Generalized Linear Model – Difference Between LM and GLM for Gaussian Family

Question

Specifically, I want to know if there is a difference between lm(y ~ x1 + x2) and glm(y ~ x1 + x2, family=gaussian). I think that this particular case of glm is equal to lm.
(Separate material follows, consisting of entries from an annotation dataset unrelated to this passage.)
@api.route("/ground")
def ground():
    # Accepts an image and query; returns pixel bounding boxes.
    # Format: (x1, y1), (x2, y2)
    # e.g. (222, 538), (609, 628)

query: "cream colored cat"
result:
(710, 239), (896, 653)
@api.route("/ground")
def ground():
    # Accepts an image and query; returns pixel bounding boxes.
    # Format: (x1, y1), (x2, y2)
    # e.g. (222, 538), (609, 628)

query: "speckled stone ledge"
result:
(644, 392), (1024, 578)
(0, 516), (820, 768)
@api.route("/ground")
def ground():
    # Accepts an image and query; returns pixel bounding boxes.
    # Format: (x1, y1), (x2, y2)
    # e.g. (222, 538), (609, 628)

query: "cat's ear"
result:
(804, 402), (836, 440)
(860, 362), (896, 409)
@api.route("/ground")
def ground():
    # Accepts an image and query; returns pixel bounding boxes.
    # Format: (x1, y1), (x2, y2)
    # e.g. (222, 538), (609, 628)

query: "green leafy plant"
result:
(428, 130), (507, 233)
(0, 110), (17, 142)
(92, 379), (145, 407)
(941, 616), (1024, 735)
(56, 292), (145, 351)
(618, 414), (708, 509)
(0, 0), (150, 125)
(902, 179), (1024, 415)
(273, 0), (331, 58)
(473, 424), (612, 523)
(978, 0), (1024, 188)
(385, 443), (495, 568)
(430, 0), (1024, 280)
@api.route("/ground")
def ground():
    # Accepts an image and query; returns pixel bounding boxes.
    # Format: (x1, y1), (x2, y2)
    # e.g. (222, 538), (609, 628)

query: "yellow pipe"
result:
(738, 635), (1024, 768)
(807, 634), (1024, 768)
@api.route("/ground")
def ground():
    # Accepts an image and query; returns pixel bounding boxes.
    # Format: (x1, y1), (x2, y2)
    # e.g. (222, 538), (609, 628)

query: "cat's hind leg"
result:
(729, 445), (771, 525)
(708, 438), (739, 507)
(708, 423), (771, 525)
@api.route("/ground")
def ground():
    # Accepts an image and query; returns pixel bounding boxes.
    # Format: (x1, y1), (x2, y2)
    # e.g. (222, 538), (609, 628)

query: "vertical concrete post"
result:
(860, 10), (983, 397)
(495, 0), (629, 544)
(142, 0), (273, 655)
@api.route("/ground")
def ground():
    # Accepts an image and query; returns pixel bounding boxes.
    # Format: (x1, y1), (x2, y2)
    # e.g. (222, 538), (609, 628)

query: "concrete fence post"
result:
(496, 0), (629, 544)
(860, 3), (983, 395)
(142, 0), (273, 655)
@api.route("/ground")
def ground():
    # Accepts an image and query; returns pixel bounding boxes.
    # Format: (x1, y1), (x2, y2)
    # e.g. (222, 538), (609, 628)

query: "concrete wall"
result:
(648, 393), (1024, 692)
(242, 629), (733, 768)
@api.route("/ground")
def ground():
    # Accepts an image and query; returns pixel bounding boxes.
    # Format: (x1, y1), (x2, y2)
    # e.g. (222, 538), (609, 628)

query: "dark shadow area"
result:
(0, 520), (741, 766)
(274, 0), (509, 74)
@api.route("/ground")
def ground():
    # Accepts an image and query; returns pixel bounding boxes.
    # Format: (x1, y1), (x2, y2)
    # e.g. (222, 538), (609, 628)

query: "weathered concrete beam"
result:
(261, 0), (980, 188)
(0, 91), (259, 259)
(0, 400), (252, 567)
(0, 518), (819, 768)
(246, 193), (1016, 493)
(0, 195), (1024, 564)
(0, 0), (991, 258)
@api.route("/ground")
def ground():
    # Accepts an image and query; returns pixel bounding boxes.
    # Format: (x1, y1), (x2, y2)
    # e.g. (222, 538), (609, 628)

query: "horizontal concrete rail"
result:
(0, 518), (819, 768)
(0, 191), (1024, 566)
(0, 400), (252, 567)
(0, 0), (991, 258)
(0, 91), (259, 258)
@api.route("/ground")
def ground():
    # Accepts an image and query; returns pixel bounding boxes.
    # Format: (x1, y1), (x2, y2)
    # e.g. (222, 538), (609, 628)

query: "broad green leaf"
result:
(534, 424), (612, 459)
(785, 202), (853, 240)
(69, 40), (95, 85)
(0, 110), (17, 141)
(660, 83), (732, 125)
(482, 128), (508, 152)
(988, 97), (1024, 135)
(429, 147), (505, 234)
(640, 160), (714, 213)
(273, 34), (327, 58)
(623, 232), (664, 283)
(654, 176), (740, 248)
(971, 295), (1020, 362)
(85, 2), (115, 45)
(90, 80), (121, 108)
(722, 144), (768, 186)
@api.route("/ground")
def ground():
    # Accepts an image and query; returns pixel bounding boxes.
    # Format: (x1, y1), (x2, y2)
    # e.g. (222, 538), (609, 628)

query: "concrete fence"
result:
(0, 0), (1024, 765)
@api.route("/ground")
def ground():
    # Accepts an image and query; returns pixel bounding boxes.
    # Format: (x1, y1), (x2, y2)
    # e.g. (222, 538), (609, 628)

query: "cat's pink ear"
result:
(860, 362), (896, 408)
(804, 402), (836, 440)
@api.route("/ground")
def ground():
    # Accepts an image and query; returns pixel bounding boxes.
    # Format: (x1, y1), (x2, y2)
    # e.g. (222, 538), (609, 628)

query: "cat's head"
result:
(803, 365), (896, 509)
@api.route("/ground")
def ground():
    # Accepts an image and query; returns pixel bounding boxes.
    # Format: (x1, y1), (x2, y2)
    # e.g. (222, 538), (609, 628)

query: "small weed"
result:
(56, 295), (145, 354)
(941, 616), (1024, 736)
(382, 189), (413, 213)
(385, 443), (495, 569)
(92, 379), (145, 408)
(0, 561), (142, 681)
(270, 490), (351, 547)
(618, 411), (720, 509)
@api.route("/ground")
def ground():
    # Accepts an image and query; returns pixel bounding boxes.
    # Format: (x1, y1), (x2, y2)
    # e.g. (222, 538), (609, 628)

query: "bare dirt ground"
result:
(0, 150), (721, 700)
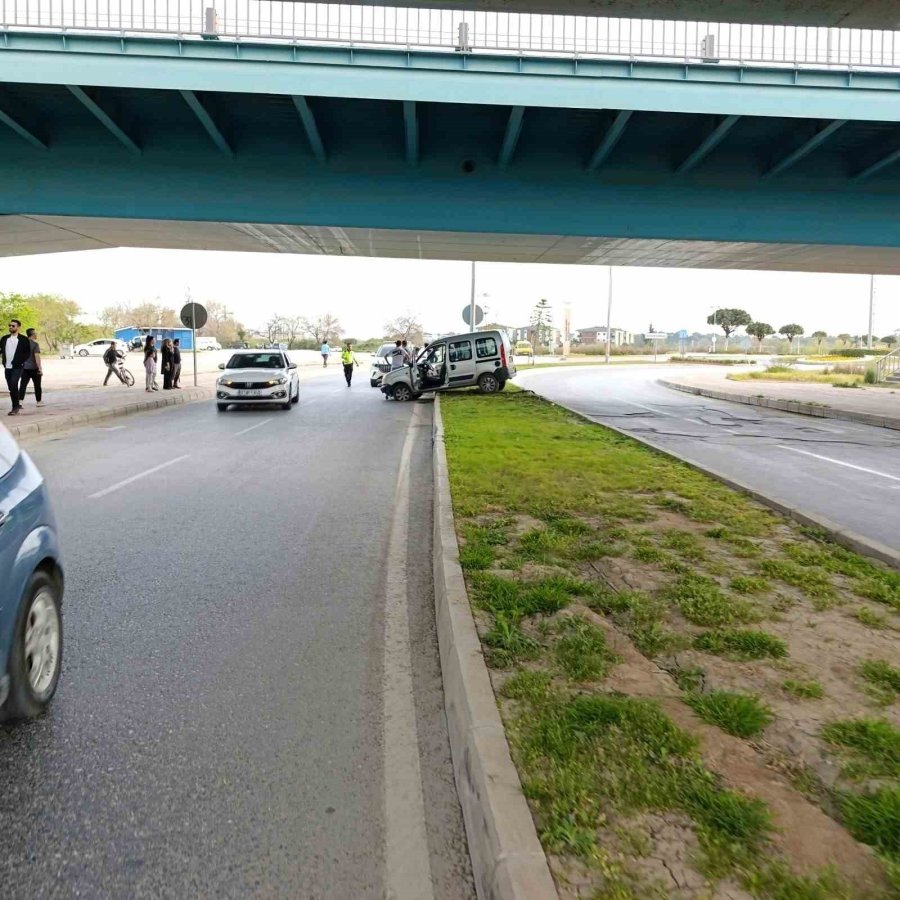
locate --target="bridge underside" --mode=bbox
[357,0,900,28]
[0,35,900,273]
[0,216,900,275]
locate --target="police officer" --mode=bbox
[341,341,359,387]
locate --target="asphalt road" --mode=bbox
[516,365,900,549]
[0,376,474,900]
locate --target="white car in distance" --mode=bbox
[216,350,300,412]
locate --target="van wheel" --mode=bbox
[5,572,63,719]
[478,372,501,394]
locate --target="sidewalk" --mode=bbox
[659,369,900,430]
[0,360,341,439]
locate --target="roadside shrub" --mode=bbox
[685,691,774,737]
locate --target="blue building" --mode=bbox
[116,325,194,350]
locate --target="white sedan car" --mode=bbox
[216,350,300,412]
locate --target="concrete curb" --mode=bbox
[657,378,900,431]
[433,398,558,900]
[7,388,215,440]
[531,382,900,569]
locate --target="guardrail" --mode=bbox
[0,0,900,69]
[875,347,900,384]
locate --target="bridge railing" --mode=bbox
[0,0,900,69]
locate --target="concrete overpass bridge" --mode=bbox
[0,4,900,273]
Am I wrong?

Answer 1

While for the specific form of model mentioned in the body of the question (i.e. lm(y ~ x1 + x2) vs glm(y ~ x1 + x2, family=gaussian)), regression and GLMs are the same model, the title question asks something slightly more general:

Is there any difference between lm and glm for the gaussian family of glm?

To which the answer is "Yes!".

The reason that they can be different is because you can also specify a link function in the GLM. This allows you to fit particular forms of nonlinear relationship between $y$ (or rather its conditional mean) and the $x$-variables; while you can do this in nls as well, there's no need for starting values, sometimes the convergence is better (also the syntax is a bit easier).

Compare, for example, these models (you have R so I assume you can run these yourself):

x1=c(56.1, 26.8, 23.9, 46.8, 34.8, 42.1, 22.9, 55.5, 56.1, 46.9, 26.7, 33.9, 
37.0, 57.6, 27.2, 25.7, 37.0, 44.4, 44.7, 67.2, 48.7, 20.4, 45.2, 22.4, 23.2, 
39.9, 51.3, 24.1, 56.3, 58.9, 62.2, 37.7, 36.0, 63.9, 62.5, 44.1, 46.9, 45.4, 
23.7, 36.5, 56.1, 69.6, 40.3, 26.2, 67.1, 33.8, 29.9, 25.7, 40.0, 27.5)

x2=c(12.29, 11.42, 13.59, 8.64, 12.77, 9.9, 13.2, 7.34, 10.67, 18.8, 9.84, 16.72, 
10.32, 13.67, 7.65, 9.44, 14.52, 8.24, 14.14, 17.2, 16.21, 6.01, 14.23, 15.63, 
10.83, 13.39, 10.5, 10.01, 13.56, 11.26, 4.8, 9.59, 11.87, 11, 12.02, 10.9, 9.5, 
10.63, 19.03, 16.71, 15.11, 7.22, 12.6, 15.35, 8.77, 9.81, 9.49, 15.82, 10.94, 6.53)

y = c(1.54, 0.81, 1.39, 1.09, 1.3, 1.16, 0.95, 1.29, 1.35, 1.86, 1.1, 0.96,
1.03, 1.8, 0.7, 0.88, 1.24, 0.94, 1.41, 2.13, 1.63, 0.78, 1.55, 1.5, 0.96, 
1.21, 1.4, 0.66, 1.55, 1.37, 1.19, 0.88, 0.97, 1.56, 1.51, 1.09, 1.23, 1.2, 
1.62, 1.52, 1.64, 1.77, 0.97, 1.12, 1.48, 0.83, 1.06, 1.1, 1.21, 0.75)

lm(y ~ x1 + x2)
glm(y ~ x1 + x2, family=gaussian) 
glm(y ~ x1 + x2, family=gaussian(link="log")) 
nls(y ~ exp(b0+b1*x1+b2*x2), start=list(b0=-1,b1=0.01,b2=0.1))

Note that the first pair are the same model ($y_i \sim N(\beta_0+\beta_1 x_{1i}+\beta_2 x_{2i},\sigma^2)\,$), and the second pair are the same model ($y_i \sim N(\exp(\beta_0+\beta_1 x_{1i}+\beta_2 x_{2i}),\sigma^2)\,$ and the fits are essentially the same within each pair.

So - in relation to the title question - you can fit a substantially wider variety of Gaussian models with a GLM than with regression.